Un soir qu’il pleuvoit, je me retirois avec mon parapluie et ma petite lanterne : « Messieurs, dis-je, voilà comme se retiroit le grand Cosme, quand il venoit de chez sa voisine. »

Il y a ici bien de la politesse, de l’esprit, et même de savoir : les mœurs y sont très-simples et non pas les esprits[1]]. On a peine à distinguer un homme d’un autre qui a cinquante mille livres de rente de plus. Une perruque mal mise ne met personne mal avec le public ; on fait grâce des petits ridicules, et on n’est puni que des grands. Tout le monde vit dans l’aisance ; comme la misère est peu de chose, le superflu est beaucoup : cela met dans la maison une paix et une joie continuelle, au lieu que la nôtre est toujours troublée par l’importunité de nos créanciers. Les femmes y sont aussi libres qu’en France ; mais il ne paroît pas qu’elles le soient tant, et elles n’ont point acquis cet air de mépris pour leur état, qui n’est bon à rien.

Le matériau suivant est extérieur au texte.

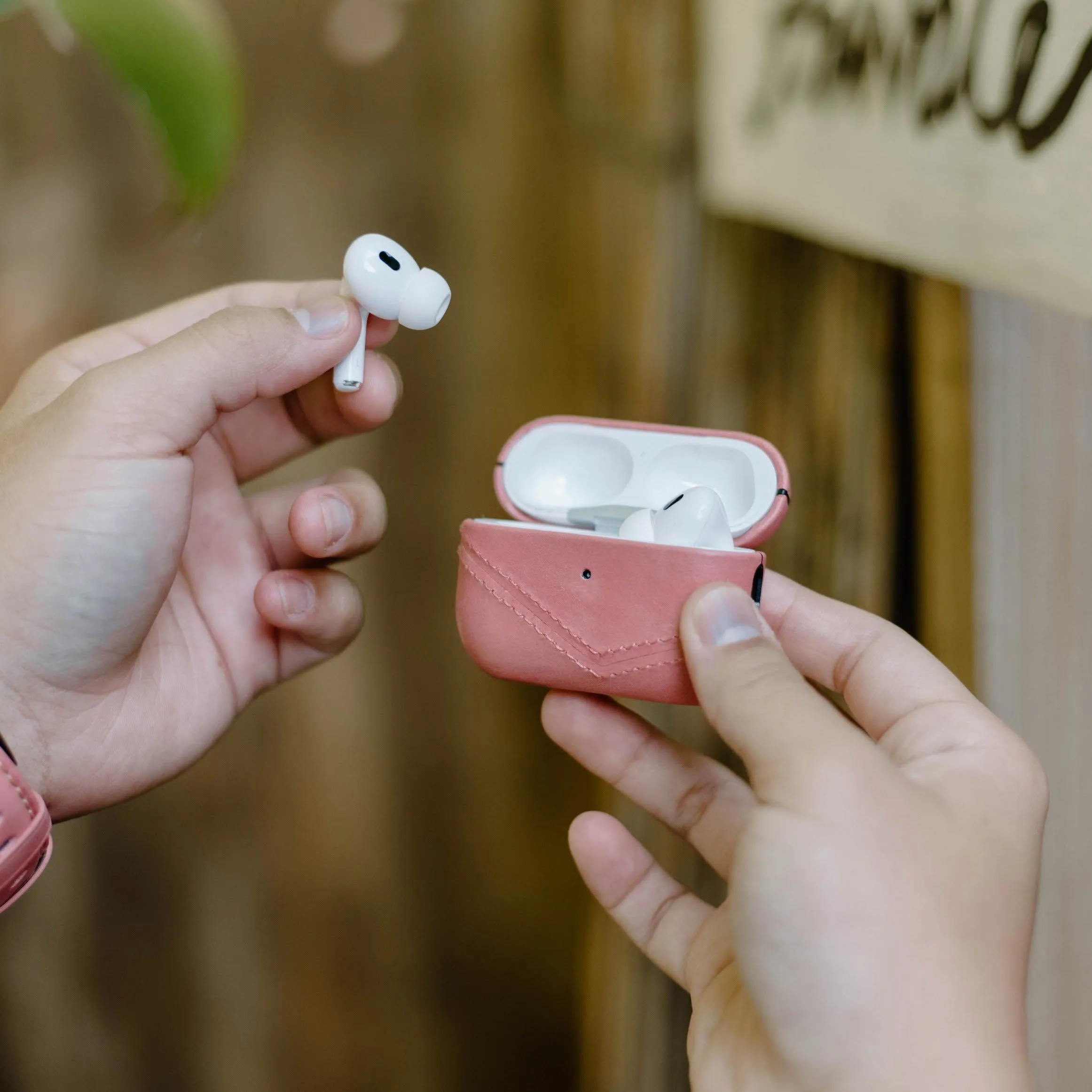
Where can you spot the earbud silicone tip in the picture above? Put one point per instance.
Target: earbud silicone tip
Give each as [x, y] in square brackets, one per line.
[426, 300]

Du reste, on ne peut lever les yeux sans voir quelque chef-d’œuvre de peinture, sculpture, architecture ; il y a eu ici, en même temps, de grands ouvriers et des princes qui aimoient les arts. On voit partout le grand goût de Michel-Ange naître peu à peu dans ceux qui l’ont précédé, et se soutenir dans ceux qui l’ont suivi. La galerie du grand-duc est non-seulement une belle chose, mais une chose unique. Depuis un mois, j’y vais tous les matins, et je n’en ai encore vu qu’une partie. Là, et au palais Pitti, est un amas immense de tableaux des plus grands maîtres, et de statues antiques et modernes ; et dans celte quantité il n’y

  1. Les mots entre crochets sont couverts d’un trait dans l’original.